People willing to pay higher taxes for mental care

PEOPLE are willing to pay higher taxes for community-based mental care as the economic cost of dealing with mental health problems soars above the €3 billion mark, research has shown.

The report, published yesterday by the Mental Health Commission, found that the healthcare system accounts for less than one-quarter of the costs involved.

The main costs were in the labour market and were caused by lost employment, absenteeism, lost productivity and premature retirement.

There are also costs imposed on the prison service, social services dealing with homelessness and informal care costs, as well as lost output and productivity.

Human and social costs associated with mental health problems, including pain, suffering, stigma, reduction in quality of life and suicide are not included in the baseline estimates.

The report found that people would be willing to make significant tax contributions to new community-based services for people with mental health problems.

It also found, however, that people tended to prefer spending on cancer and ageing programmes more than mental care.

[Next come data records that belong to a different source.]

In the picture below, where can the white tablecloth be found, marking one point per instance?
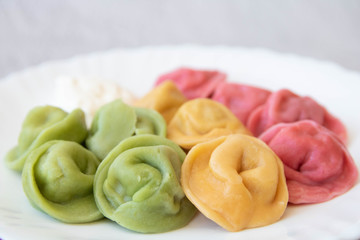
(32, 32)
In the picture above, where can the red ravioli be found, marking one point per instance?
(194, 83)
(284, 106)
(317, 165)
(240, 99)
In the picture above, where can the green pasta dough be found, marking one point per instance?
(138, 185)
(58, 179)
(42, 124)
(149, 121)
(115, 121)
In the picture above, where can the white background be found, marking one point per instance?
(32, 32)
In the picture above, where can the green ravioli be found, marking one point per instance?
(42, 124)
(115, 121)
(138, 185)
(58, 179)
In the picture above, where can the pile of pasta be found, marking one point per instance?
(239, 154)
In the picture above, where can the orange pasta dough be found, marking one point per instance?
(200, 120)
(237, 181)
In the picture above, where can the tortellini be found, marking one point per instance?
(42, 124)
(284, 106)
(58, 179)
(138, 186)
(200, 120)
(241, 99)
(236, 180)
(318, 167)
(194, 83)
(165, 98)
(116, 121)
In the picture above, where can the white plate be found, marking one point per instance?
(136, 69)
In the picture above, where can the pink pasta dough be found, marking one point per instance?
(317, 165)
(240, 99)
(194, 83)
(284, 106)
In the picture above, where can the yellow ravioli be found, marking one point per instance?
(165, 99)
(237, 181)
(201, 120)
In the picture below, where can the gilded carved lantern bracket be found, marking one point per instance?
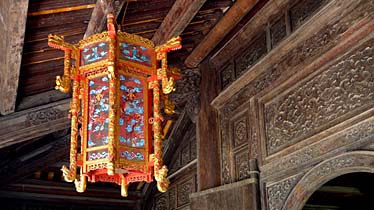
(117, 87)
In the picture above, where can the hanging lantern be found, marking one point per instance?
(115, 107)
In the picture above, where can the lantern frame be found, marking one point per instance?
(100, 56)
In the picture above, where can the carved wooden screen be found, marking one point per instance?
(305, 100)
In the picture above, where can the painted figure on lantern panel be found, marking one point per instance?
(136, 53)
(93, 53)
(98, 110)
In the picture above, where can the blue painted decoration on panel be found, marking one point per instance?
(136, 53)
(95, 52)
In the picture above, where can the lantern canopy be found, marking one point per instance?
(116, 133)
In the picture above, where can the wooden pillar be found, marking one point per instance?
(13, 16)
(208, 169)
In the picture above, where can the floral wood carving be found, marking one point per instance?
(240, 131)
(242, 165)
(162, 202)
(277, 193)
(359, 134)
(356, 161)
(342, 88)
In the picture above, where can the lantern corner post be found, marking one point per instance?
(63, 85)
(113, 95)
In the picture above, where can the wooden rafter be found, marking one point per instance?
(179, 16)
(13, 15)
(220, 30)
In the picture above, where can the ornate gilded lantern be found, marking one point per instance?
(115, 107)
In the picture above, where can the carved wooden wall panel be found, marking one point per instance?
(184, 182)
(308, 100)
(333, 94)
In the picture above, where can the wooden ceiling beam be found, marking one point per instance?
(219, 31)
(179, 16)
(13, 15)
(32, 123)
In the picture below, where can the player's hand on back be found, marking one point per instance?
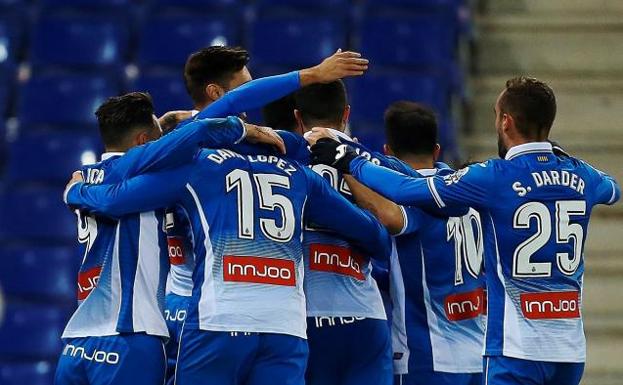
(264, 135)
(170, 119)
(337, 66)
(318, 133)
(333, 153)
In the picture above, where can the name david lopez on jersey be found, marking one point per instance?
(222, 155)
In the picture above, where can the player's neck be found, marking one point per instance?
(418, 162)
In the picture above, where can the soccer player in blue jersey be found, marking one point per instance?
(437, 283)
(535, 207)
(246, 317)
(343, 300)
(116, 335)
(219, 83)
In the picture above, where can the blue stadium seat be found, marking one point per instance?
(79, 42)
(61, 153)
(303, 3)
(371, 94)
(31, 373)
(166, 41)
(40, 273)
(195, 3)
(64, 101)
(295, 40)
(86, 3)
(36, 213)
(167, 90)
(422, 40)
(32, 331)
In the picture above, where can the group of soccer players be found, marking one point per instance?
(276, 248)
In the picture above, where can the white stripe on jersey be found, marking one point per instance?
(146, 316)
(207, 301)
(441, 349)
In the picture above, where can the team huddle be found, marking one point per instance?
(221, 252)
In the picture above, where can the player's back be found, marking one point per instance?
(440, 273)
(538, 216)
(122, 276)
(249, 271)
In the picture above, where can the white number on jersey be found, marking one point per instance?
(565, 232)
(241, 181)
(468, 244)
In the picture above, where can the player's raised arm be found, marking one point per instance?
(440, 192)
(327, 208)
(259, 92)
(138, 194)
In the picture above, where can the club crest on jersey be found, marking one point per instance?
(175, 245)
(336, 259)
(456, 176)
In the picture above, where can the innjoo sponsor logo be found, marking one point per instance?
(87, 281)
(270, 271)
(464, 306)
(550, 305)
(176, 250)
(100, 356)
(336, 259)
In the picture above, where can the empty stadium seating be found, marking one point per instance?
(40, 273)
(63, 101)
(86, 43)
(167, 90)
(31, 373)
(36, 214)
(49, 156)
(38, 327)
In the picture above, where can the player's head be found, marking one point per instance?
(322, 105)
(411, 131)
(524, 112)
(210, 72)
(280, 114)
(128, 120)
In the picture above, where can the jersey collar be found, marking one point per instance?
(108, 155)
(528, 148)
(427, 171)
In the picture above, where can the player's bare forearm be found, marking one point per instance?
(337, 66)
(386, 211)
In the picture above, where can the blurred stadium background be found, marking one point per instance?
(60, 58)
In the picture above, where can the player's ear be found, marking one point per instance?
(141, 138)
(387, 150)
(436, 152)
(346, 115)
(300, 126)
(214, 92)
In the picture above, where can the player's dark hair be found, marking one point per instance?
(215, 64)
(118, 116)
(322, 103)
(410, 128)
(532, 105)
(280, 113)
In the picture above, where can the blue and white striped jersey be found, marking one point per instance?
(247, 215)
(535, 208)
(123, 273)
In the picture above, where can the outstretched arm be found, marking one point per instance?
(257, 93)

The Economics of Mental Health Care in Ireland was prepared by Eamon O’Shea and Brendan Kennelly of the Irish Centre for Social Gerontology and Department of Economics at National University of Ireland Galway.

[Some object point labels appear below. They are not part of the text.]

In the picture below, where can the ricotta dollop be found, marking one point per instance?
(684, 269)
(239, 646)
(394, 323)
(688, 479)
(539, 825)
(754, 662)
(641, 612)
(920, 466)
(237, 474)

The report points out that the share of total public health expenditure on mental health services has fallen in the past 20 years from just 14% in 1984 to 7.76% in 2007.

In absolute terms, however, there has been a four-fold increase in per capita spending over this period and it has roughly doubled in the past decade.

Last year the Government spent €1.042bn on mental health services out of a total non-capital health spend of €13.432bn.

“We have not yet made the connection between increased public spending on mental health care and individual and societal gains,” said Irish Mental Commission chairman, Dr Edmond O’Dea.

He said making mental health a national health priority in Ireland would be an important first step in realising the potential gains associated with increased spending on mental health.

“As part of that prioritisation, we should set a target of 10% for mental health care expenditure as a proportion of overall health expenditure to be realised over a five year period,” said Dr O’Dea.